Open l4l opened 1 year ago

l4l commented 1 year ago

I have long-living process that writes to a file with compression. It may happen that the process is been killed leading to a file not being flushed properly even with auto_finish (#95). Sometimes it may happen that the data has been written completely but only a lz4 ending (EndMark + Checksum) is missing. What's the preferable way of handling this case? Currently reading such block leading to error like "failed to fill whole buffer" which happens because of Read::read_exact.

PSeitz commented 1 year ago

What is the signal to kill the process, does it allow graceful shutdown like SIGTERM or is it SIGKILL?

l4l commented 1 year ago

No, for the graceful one auto_finish should work fine.
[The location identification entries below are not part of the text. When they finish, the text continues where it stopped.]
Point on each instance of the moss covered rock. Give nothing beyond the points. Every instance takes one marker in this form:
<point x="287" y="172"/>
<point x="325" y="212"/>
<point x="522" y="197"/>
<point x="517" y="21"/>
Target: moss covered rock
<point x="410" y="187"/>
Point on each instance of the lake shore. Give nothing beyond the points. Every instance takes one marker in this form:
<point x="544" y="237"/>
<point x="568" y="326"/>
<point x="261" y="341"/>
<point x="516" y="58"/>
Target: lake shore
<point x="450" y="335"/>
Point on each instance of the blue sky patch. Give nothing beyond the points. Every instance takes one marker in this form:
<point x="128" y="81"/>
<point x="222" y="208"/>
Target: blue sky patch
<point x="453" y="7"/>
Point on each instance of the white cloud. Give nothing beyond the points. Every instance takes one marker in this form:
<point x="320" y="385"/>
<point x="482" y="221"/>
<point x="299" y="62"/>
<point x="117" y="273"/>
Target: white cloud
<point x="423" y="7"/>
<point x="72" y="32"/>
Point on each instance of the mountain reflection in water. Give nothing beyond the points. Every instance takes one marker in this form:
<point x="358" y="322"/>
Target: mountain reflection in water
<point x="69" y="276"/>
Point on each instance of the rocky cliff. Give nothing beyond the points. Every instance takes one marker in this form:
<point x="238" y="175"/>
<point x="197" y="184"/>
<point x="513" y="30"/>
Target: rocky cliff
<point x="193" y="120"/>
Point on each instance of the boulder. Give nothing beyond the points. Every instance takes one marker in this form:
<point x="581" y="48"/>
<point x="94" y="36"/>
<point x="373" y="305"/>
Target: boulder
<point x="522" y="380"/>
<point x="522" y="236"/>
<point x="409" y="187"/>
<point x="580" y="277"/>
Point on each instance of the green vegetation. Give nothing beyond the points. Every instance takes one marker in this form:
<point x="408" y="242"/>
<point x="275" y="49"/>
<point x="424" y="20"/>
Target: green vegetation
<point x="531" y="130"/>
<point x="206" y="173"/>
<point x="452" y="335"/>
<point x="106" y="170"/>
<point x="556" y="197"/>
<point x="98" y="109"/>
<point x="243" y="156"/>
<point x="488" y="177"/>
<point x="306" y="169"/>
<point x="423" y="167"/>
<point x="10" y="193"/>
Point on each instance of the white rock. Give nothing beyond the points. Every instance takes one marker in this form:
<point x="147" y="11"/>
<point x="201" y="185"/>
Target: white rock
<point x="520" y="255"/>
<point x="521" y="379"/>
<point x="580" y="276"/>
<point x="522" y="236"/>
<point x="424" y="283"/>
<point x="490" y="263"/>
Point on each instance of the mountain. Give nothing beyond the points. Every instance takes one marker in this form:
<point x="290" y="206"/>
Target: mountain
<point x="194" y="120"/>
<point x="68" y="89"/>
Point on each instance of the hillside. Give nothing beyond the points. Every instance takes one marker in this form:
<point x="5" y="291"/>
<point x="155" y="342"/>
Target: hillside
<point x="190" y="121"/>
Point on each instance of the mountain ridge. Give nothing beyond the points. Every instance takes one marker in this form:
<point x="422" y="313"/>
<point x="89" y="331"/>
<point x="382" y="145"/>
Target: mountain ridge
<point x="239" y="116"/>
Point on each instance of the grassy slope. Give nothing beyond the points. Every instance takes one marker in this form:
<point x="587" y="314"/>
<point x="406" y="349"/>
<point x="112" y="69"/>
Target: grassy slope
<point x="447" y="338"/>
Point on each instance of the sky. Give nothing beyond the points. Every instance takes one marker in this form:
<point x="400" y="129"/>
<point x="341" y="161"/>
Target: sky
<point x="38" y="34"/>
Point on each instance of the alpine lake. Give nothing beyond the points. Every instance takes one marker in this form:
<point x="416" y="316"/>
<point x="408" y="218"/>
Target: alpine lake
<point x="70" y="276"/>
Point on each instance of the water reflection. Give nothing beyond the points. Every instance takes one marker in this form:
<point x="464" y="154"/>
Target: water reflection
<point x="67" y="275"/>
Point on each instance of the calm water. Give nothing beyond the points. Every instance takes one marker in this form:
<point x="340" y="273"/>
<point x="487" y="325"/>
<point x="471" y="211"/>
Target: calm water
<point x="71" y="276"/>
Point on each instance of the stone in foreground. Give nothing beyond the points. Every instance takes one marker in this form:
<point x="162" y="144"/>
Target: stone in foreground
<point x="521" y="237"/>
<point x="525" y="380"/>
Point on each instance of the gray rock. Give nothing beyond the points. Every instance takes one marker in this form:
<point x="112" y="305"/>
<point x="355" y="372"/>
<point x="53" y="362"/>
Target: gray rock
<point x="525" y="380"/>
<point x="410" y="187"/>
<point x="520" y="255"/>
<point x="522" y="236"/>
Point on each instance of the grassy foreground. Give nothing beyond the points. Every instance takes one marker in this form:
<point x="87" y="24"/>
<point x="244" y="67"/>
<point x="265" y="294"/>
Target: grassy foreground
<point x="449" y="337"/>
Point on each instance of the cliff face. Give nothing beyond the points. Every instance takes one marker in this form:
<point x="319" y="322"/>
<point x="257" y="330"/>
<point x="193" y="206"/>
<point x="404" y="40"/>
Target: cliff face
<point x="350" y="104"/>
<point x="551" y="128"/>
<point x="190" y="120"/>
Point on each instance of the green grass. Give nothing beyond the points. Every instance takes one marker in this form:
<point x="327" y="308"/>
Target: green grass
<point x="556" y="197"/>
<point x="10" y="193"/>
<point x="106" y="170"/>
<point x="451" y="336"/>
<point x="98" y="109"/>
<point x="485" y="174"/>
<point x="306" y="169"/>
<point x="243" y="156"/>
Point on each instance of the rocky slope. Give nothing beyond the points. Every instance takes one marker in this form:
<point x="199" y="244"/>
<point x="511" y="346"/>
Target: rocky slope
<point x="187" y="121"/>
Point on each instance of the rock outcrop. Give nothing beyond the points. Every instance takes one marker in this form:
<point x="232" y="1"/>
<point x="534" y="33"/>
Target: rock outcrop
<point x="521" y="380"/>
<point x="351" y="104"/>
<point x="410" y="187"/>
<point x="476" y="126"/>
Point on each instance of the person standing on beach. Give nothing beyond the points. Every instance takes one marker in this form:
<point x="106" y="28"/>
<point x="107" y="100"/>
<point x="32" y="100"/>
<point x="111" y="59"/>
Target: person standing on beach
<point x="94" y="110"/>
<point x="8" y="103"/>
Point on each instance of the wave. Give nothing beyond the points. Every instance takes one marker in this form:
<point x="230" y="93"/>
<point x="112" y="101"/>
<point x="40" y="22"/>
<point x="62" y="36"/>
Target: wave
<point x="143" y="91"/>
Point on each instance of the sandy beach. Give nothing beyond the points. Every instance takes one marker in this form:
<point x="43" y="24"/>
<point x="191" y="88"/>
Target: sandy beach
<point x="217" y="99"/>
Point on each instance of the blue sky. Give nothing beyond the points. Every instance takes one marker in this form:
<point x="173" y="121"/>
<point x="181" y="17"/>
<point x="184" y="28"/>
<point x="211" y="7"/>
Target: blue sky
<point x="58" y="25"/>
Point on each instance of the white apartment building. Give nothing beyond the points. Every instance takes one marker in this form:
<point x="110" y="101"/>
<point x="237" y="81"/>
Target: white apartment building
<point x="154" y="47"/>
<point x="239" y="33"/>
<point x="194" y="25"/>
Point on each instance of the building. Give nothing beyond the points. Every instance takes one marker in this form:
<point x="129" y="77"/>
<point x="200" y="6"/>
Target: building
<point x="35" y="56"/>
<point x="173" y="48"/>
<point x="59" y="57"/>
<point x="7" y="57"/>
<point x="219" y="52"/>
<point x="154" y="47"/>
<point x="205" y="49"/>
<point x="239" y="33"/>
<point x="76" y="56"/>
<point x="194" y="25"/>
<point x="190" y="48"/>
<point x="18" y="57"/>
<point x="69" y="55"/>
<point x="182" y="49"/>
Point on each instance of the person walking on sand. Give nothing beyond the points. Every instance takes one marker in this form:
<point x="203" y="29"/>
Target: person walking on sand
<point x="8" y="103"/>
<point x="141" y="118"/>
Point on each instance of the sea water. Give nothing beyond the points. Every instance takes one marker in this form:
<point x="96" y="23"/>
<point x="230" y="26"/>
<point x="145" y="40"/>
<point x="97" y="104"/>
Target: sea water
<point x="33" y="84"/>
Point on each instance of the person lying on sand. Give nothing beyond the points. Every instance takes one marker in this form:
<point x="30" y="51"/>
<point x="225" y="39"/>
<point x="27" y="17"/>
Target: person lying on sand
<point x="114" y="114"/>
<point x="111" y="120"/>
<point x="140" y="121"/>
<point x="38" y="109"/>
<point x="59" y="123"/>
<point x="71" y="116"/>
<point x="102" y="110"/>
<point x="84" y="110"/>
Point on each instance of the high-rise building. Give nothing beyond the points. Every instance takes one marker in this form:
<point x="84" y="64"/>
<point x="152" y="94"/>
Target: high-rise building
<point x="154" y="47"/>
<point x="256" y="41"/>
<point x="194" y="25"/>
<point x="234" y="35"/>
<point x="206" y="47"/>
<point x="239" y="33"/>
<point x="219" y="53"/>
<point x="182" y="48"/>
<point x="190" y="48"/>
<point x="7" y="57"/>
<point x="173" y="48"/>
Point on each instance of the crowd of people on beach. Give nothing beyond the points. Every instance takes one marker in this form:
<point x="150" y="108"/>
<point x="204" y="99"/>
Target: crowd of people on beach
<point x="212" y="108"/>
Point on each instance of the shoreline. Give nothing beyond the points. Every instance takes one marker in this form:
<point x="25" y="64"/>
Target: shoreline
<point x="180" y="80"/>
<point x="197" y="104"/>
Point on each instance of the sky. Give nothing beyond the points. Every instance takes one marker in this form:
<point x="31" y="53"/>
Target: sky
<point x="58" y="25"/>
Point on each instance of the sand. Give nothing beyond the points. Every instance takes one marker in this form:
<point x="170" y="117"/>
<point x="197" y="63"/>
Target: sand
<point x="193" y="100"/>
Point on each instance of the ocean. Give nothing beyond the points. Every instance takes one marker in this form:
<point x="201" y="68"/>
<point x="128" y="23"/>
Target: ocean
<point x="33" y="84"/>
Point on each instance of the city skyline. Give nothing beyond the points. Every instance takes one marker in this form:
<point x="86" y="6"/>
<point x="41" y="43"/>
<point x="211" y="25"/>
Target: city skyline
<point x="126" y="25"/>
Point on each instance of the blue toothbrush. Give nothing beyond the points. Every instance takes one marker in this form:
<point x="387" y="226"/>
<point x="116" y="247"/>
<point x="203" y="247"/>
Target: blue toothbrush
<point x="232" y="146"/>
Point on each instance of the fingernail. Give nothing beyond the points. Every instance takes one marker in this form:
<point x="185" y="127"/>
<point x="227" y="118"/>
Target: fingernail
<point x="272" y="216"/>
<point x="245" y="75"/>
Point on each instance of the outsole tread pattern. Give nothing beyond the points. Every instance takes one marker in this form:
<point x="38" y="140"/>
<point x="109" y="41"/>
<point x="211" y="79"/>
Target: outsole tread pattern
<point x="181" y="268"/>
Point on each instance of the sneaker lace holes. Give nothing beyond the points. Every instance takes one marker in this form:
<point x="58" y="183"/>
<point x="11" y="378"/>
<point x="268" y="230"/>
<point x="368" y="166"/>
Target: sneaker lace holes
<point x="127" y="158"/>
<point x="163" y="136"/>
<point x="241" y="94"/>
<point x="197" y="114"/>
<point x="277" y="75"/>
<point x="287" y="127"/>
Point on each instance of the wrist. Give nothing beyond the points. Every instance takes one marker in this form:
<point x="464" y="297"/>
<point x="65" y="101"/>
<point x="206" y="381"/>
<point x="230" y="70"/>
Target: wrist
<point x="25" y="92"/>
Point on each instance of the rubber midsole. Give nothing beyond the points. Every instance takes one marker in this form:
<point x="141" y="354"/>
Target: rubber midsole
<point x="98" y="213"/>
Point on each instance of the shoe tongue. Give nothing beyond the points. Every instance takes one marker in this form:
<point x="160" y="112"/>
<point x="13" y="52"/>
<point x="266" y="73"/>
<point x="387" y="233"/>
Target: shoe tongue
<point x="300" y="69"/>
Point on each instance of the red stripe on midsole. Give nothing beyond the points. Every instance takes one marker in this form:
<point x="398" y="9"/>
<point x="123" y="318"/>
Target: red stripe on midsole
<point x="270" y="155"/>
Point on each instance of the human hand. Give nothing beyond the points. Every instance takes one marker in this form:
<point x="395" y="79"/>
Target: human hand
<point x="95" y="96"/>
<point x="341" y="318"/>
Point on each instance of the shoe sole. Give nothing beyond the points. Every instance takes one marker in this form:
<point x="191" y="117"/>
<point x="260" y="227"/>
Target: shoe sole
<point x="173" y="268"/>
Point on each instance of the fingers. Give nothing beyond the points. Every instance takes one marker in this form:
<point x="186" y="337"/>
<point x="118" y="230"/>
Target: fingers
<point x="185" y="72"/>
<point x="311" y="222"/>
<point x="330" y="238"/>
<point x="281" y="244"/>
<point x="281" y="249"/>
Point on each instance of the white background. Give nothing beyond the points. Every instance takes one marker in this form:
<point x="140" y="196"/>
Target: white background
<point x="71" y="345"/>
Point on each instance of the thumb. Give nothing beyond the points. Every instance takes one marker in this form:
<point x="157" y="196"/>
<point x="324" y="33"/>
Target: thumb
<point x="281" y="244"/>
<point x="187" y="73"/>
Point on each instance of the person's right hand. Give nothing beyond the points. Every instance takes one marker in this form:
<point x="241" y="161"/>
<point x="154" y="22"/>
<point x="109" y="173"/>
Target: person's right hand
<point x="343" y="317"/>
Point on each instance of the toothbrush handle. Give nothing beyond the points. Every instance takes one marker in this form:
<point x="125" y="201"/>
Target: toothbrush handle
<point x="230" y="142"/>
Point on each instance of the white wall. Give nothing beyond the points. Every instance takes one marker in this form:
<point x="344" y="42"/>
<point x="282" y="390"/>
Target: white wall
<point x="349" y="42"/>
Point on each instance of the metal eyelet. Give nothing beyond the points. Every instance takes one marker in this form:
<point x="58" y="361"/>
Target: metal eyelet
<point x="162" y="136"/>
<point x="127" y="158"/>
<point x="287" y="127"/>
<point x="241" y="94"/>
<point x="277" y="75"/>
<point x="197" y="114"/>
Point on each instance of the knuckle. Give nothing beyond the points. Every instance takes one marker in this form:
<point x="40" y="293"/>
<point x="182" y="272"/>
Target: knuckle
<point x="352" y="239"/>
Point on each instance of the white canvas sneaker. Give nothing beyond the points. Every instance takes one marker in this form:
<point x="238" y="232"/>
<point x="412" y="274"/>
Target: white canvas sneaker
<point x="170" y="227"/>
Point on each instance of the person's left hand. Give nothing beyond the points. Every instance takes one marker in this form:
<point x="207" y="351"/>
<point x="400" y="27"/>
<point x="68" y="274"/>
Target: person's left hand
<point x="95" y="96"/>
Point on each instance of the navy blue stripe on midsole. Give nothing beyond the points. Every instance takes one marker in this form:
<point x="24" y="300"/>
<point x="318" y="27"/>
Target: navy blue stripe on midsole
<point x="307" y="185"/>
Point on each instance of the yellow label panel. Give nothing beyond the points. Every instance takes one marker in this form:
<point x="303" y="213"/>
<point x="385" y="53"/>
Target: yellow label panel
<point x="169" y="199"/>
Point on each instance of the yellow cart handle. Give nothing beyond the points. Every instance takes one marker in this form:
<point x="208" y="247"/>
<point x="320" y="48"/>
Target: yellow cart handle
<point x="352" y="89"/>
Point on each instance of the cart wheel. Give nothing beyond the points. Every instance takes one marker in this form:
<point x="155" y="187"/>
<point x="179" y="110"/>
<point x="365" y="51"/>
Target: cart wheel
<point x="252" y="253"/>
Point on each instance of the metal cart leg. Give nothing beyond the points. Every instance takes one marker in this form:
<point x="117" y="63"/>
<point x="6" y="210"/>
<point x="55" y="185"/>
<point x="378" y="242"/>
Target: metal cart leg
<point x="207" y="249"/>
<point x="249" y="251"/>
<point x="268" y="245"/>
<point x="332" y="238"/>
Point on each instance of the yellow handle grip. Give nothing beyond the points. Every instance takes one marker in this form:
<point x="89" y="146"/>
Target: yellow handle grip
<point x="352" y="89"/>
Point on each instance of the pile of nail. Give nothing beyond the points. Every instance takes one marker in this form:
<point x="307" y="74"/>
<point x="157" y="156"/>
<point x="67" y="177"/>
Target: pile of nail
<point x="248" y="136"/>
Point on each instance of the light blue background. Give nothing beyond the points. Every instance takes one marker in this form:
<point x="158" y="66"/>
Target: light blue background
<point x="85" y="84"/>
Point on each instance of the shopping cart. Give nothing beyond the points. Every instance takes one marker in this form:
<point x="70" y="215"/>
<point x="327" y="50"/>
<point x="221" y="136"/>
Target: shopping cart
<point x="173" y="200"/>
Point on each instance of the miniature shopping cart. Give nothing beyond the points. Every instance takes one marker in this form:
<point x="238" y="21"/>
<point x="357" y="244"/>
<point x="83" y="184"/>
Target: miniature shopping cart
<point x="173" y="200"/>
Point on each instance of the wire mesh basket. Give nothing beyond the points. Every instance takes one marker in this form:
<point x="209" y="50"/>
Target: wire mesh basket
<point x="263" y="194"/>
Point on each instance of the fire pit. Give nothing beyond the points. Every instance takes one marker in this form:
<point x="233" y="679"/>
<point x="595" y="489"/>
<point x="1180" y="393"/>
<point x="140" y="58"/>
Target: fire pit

I'm considering the case where it's impossible to do that SIGKILL/SIGABRT/SIGSEGV etc.

PSeitz commented 1 year ago

Oh I just saw it says that in the title already.

You probably want some atomic writes, where it writes to a temp file and then renames it to the final file after the last flush.

l4l commented 1 year ago

Not really, I already have a mechanism for dropping "corrupted" files. But still I want to try to recover a partly written file even after failure. In particularly, I'm interested in the case when all the data has been flushed but there's missing lz4 terminator. Thus ideally, I'd like to read all the data and then get a error like UnexpectedEof or similar.

PSeitz commented 1 year ago

How would you know if it's only missing an lz4 terminator and not more?

How does it behave currently before it fails with "failed to fill whole buffer", e.g. does the underlying reader in FrameDecoder get parts of the corrupted block?

l4l commented 1 year ago

How would you know if it's only missing an lz4 terminator and not more?

There's no way of determining that one? I thought length of the block is stored somewhere in the meta as well.

How does it behave currently before it fails with "failed to fill whole buffer", e.g. does the underlying reader in FrameDecoder get parts of the corrupted block?

Didn't relly check the behavior of lz4-flex. I read and decode the whole file at once. Probably it fails at the last block but not really sure.

PSeitz commented 1 year ago

There's no way of determining that one? I thought length of the block is stored somewhere in the meta as well.

Yes, each block stores it's length. The terminator marks the end of the blocks in the frame. It's a invalid format without it and failing decompression is fine as long as it doesn't panic.

PSeitz commented 1 year ago

You could write multiple frames instead of a frame with multiple blocks. Then load the complete frames and discard the last corrupted one.